More firms could be forced to hand equity of their businesses to banks and lenders to stop the company collapsing according to a leading insolvency expert.
Andrew Walker, a Partner at Irwin Mitchell and Vice Chairman for the Yorkshire region of R3, spoke out after the UK’s largest photographic retailer Jessops gave control of its business to HSBC in a debt-for equity deal that saved 2,000 jobs.
Unable to secure support from its suppliers, Jessops sold its assets to a new company 47 per cent owned by HSBC and 33 per cent owned by pension trustees, with the remaining 20 per cent held by an employee trust.
Andrew Walker said: "These sorts of deals are becoming more common, especially where there are large pension scheme deficits to be dealt with.
"It is not unusual for a company to have a pension scheme deficit which equals or outweighs its bank debt.
"Because the deficit and bank debt are so large, if a company can reach an agreement with these two creditors to restructure the debt then this can lead to the survival of the company as a going concern.

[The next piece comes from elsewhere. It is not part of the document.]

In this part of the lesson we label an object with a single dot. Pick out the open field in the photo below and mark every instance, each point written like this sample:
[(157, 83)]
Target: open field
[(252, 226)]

"With current asset values still extremely low the alternative - administration or liquidation - will result in very little return to any creditors."
He added that firms concerned about their debt levels should seek advice as quickly as possible about how best to restructure their finances, especially with the key Christmas trading period set to begin.
Andrew added: "A proactive and early approach to restructuring debt will help struggling companies gain the crucial breathing space they need to stay afloat over the Christmas period.
"It will also reduce the risk of them having to sign over a significant proportion of their business to someone else and give them a more secure foundation for the future."